Eine Soziologin an einer US-amerikanischen Universität, von der keine Erlaubnis zur Nennungng ihres Namens und ihrer Institution vorliegt, schreibt in einer E-Mail-Auskunft vom Februar 2016, dass es, sofern sie wisse, keine staatlichen Unterstützungsdienste für unverheiratete Mütter und ihre Kinder gebe. Der Staat würde von Geburten außerhalb der Ehe stark abraten. Solche Kinder würden von den örtlichen Regierungsbehörden für gewöhnlich nicht als StaatsbürgerInnen anerkannt und ihnen würde nicht erlaubt, eine Haushaltsregistrierung (hukou) vornehmen zu lassen. Diesen Kindern würden daher oftmals Staatsbürgerschafts- und Wohnsitzrechte verweigert, darunter die kostenlose neunjährige Schulbildung, eine staatliche Krankenversicherung usw. Es könnte örtliche oder internationale NGOs geben, jedoch sei sie, die Soziologin, nicht mit der Lage vertraut. Die hauptsächliche Unterstützung würde oftmals von der Familie der Frau kommen, wenn die Familie dazu im Stande sei. Es gebe weiterhin Stigmatisierung/Diskriminierung gegenüber unverheirateten Müttern, aber dies unterscheide sich je nach Art der Gemeinschaft. Frauen in großen Städten, die über mehr Bildung und Geld verfügen würden, seien weniger wahrscheinlich von gesellschaftlicher Stigmatisierung betroffen:

"I have not done systematic research on single/unwed mothers in China, so I am trying my

best to answer your questions but I may not be totally accurate or up-to-date. As far as I

know, there is no state support service for mothers and children of unwed births. On the

contrary, out-of-wed births are strongly discouraged by the state, so such children usually

do not get recognized by the local government agencies as citizens, by not allowing these

children to register on hukou (household registration). So these children are often denied

of citizen/resident benefits including free 9-year education, government medical insurance

for children, etc. There may be domestic or international NGOs but I am unfamiliar with

the situation. Also I am unfamiliar with Qingtian of Zhejiang Province, and don't know if it

is different from what I described above. The primary source of support is often from the

women's family, if they are capable. There is still stigmatization/discrimination toward

unwed mothers, but it varies a great deal by the type of communities.

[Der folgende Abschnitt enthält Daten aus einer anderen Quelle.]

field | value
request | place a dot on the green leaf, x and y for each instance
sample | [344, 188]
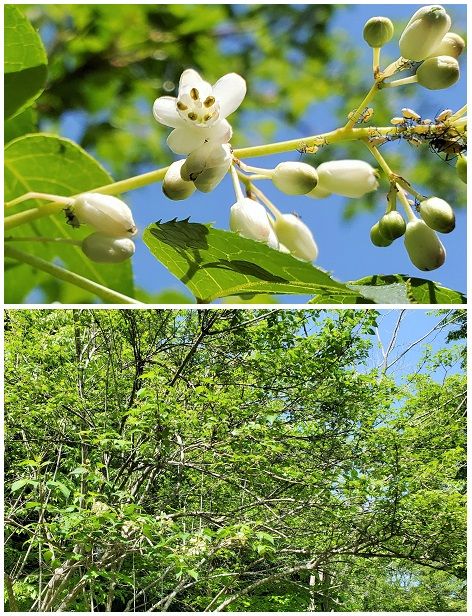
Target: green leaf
[17, 485]
[46, 163]
[25, 62]
[402, 289]
[215, 263]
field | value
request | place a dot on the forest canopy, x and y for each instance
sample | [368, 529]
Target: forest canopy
[225, 460]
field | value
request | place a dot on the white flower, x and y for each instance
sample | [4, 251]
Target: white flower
[349, 178]
[105, 249]
[107, 214]
[207, 165]
[174, 186]
[249, 219]
[294, 178]
[296, 236]
[199, 111]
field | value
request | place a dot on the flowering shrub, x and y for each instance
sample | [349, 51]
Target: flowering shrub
[266, 251]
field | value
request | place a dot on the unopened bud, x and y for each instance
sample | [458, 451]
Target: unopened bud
[295, 178]
[461, 168]
[378, 31]
[296, 236]
[173, 186]
[105, 249]
[424, 32]
[377, 238]
[392, 226]
[438, 214]
[107, 214]
[451, 45]
[207, 165]
[350, 178]
[318, 193]
[423, 246]
[438, 73]
[249, 219]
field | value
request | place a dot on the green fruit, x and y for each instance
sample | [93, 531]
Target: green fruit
[392, 226]
[438, 214]
[378, 31]
[461, 168]
[438, 73]
[377, 238]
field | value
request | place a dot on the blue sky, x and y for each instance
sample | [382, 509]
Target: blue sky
[344, 247]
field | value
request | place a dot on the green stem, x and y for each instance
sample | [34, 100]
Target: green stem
[104, 293]
[114, 188]
[400, 82]
[368, 97]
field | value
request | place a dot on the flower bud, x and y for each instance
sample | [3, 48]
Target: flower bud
[392, 226]
[377, 238]
[424, 32]
[249, 219]
[318, 193]
[438, 214]
[207, 165]
[295, 178]
[296, 236]
[173, 186]
[461, 168]
[107, 214]
[423, 246]
[451, 45]
[378, 31]
[350, 178]
[105, 249]
[438, 73]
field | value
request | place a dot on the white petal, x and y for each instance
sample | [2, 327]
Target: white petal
[221, 132]
[229, 91]
[185, 140]
[165, 112]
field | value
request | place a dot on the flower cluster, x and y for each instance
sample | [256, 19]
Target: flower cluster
[114, 224]
[201, 131]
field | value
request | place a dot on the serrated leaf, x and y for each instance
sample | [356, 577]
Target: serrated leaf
[51, 164]
[402, 289]
[214, 263]
[25, 62]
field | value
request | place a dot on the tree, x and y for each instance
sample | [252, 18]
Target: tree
[309, 94]
[227, 460]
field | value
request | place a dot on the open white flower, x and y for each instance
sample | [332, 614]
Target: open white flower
[198, 113]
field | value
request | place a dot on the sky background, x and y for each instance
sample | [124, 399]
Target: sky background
[344, 246]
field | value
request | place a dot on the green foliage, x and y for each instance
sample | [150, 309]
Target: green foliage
[215, 264]
[25, 62]
[228, 460]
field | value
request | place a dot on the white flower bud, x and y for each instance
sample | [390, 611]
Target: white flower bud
[451, 45]
[424, 32]
[438, 73]
[107, 214]
[249, 218]
[438, 214]
[296, 236]
[318, 192]
[350, 178]
[173, 186]
[378, 31]
[423, 246]
[294, 178]
[207, 165]
[105, 249]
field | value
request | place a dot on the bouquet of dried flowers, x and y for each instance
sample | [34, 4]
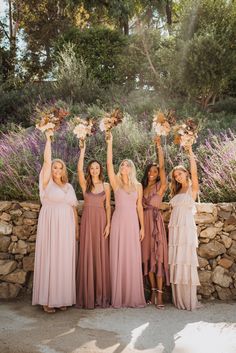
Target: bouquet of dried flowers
[83, 128]
[186, 133]
[110, 120]
[49, 117]
[162, 122]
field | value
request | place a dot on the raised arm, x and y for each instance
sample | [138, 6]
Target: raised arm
[76, 223]
[80, 169]
[160, 154]
[47, 160]
[110, 167]
[194, 176]
[108, 210]
[140, 210]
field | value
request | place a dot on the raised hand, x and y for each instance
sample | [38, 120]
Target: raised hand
[49, 134]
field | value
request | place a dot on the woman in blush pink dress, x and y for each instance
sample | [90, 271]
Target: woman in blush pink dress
[126, 235]
[93, 271]
[183, 239]
[55, 256]
[154, 245]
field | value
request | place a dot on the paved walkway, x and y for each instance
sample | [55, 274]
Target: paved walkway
[26, 329]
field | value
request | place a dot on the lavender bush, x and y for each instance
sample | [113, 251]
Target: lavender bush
[218, 167]
[21, 154]
[21, 160]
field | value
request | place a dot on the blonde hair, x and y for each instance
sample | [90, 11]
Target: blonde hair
[132, 175]
[64, 177]
[174, 185]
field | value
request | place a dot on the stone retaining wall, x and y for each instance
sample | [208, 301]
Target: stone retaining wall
[217, 247]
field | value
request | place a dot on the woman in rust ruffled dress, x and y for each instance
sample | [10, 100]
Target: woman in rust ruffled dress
[154, 245]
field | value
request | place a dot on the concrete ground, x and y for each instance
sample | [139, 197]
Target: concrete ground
[27, 329]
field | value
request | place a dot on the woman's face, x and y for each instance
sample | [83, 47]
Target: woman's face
[153, 173]
[94, 169]
[125, 168]
[57, 170]
[180, 176]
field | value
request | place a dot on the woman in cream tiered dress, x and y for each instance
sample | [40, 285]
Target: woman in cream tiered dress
[183, 239]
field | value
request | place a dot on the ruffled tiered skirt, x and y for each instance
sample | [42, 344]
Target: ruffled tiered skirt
[183, 259]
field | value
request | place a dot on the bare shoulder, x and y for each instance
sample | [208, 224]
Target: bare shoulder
[139, 187]
[107, 186]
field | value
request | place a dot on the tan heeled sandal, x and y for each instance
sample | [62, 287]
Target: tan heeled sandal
[160, 306]
[48, 310]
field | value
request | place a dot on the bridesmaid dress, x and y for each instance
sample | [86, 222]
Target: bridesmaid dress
[183, 260]
[154, 244]
[55, 256]
[93, 272]
[125, 253]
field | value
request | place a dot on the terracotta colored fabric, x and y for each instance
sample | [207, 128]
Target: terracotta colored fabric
[154, 245]
[125, 253]
[93, 271]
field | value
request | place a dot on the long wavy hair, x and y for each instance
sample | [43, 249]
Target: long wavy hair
[89, 181]
[132, 175]
[145, 176]
[64, 177]
[174, 185]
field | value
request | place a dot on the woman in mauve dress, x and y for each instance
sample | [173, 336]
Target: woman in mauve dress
[154, 245]
[126, 235]
[183, 239]
[93, 270]
[55, 255]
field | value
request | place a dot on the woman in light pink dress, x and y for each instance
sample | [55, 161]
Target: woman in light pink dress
[93, 270]
[126, 235]
[183, 239]
[55, 256]
[154, 245]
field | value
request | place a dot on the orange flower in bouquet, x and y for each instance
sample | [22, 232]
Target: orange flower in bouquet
[186, 133]
[49, 117]
[162, 122]
[110, 120]
[83, 128]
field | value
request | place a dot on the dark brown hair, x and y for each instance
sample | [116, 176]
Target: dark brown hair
[145, 176]
[89, 181]
[174, 185]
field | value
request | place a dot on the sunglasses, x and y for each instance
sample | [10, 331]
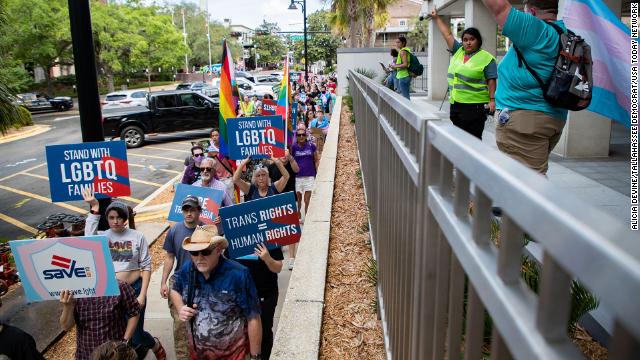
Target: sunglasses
[205, 252]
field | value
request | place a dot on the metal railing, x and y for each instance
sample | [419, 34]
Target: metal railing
[438, 268]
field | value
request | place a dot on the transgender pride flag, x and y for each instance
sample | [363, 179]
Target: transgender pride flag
[284, 102]
[609, 39]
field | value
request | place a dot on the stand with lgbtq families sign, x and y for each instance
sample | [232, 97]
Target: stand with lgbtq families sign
[101, 166]
[82, 265]
[269, 107]
[259, 137]
[210, 200]
[271, 220]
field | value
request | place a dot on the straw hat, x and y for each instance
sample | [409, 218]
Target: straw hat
[204, 237]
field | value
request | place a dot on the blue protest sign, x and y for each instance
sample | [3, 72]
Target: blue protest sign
[210, 200]
[82, 265]
[259, 137]
[101, 166]
[271, 220]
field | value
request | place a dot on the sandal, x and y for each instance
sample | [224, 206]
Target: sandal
[160, 353]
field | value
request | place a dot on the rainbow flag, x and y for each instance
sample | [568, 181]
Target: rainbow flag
[284, 101]
[228, 96]
[609, 39]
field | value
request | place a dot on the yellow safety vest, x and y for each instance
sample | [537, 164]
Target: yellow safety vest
[403, 73]
[466, 80]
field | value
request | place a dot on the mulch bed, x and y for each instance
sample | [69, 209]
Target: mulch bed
[350, 327]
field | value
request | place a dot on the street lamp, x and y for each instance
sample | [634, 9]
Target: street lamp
[292, 6]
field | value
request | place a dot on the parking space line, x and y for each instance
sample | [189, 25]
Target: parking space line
[156, 157]
[167, 149]
[42, 198]
[18, 223]
[18, 173]
[151, 167]
[145, 182]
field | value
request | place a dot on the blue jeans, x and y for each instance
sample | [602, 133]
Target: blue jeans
[141, 337]
[403, 86]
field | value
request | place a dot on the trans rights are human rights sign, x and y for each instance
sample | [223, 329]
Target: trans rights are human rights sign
[272, 220]
[101, 166]
[259, 137]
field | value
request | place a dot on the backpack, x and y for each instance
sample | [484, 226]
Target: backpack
[571, 83]
[415, 68]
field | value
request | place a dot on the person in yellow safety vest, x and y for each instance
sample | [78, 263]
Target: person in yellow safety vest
[403, 78]
[246, 106]
[472, 79]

Women in large cities

with more education and money are less likely to subject to societal stigmatization."

(Soziologin, 9. Februar 2016)

Cecilia Milwertz, Forscherin am Nordic Institute of Asian Studies der Universität Kopenhagen, schreibt in einer E-Mail-Auskunft vom 16. Februar 2016, dass sie während ihrer Forschungen zu nichtstaatlichen Projekten in den Bereichen Gender und Entwicklung in der Volksrepublik China seit 1996 auf keine Unterstützungsdienste für alleinstehende Mütter gestoßen sei. Sie sei tatsächlich auf keine Erwähnungen von alleinstehenden Müttern im Kontext derartiger Bemühungen gestoßen. In China gebe es eine jährliche Geburtenquote und verheiratete Paare könnten um eine Erlaubnis für die Geburt eines Kindes ansuchen. Alleinstehende Frauen seien nicht berechtigt, darum anzusuchen. Es werde starker Druck auf ohne Erlaubnis schwanger gewordene, verheiratete Frauen ausgeübt, eine Abtreibung vornehmen zu lassen. Dies gelte für Frauen, die an ihrem Wohnsitz ("place of registration") leben würden. Frauen, die an Orten abseits ihres Wohnsitzes leben würden, könnten der Kontrolle durch die Behörden entgehen. Insbesondere für wohlhabende Paare und vielleicht auch für alleinstehende Frauen, sei es möglich, ein Eingreifen zu verhindern. Obwohl Milwertz nicht mit konkreten Fällen unverheirateter schwangerer Frauen vertraut sei, könne sie sich vorstellen, dass der auf diese Frauen ausgeübte Druck, eine Abtreibung vornehmen zu lassen, stark sei, wenn sie an ihrem Wohnsitz leben würden und daher in der für diesen Ort geltenden Geburtenquote erfasst würden. Die Antwort auf die Frage nach Konsequenzen einer Schwangerschaft und Geburt außerhalb der Geburtsquoten sei daher stark vom Wohnsitz und vom Wohlstandsniveau abhängig:

"During the time (1996 to present) that I have carried out research on nongovernmental

organizing on gender and development issues in the PRC [People's Republic of China] I have

not come across support services provided to single mothers. I have in fact not come across

mention of single mothers in the context of gender and development organizing. In China

there is an annual birth quota and married couples may apply for permission to give birth

to a child. Single women are not eligible to apply. There is strong pressure on married

women who become pregnant without permission to undergo abortion. Importantly, this

counts for women who are resident in their place of registration. Women who reside in

other places than their place of registration may be outside of the control of authorities.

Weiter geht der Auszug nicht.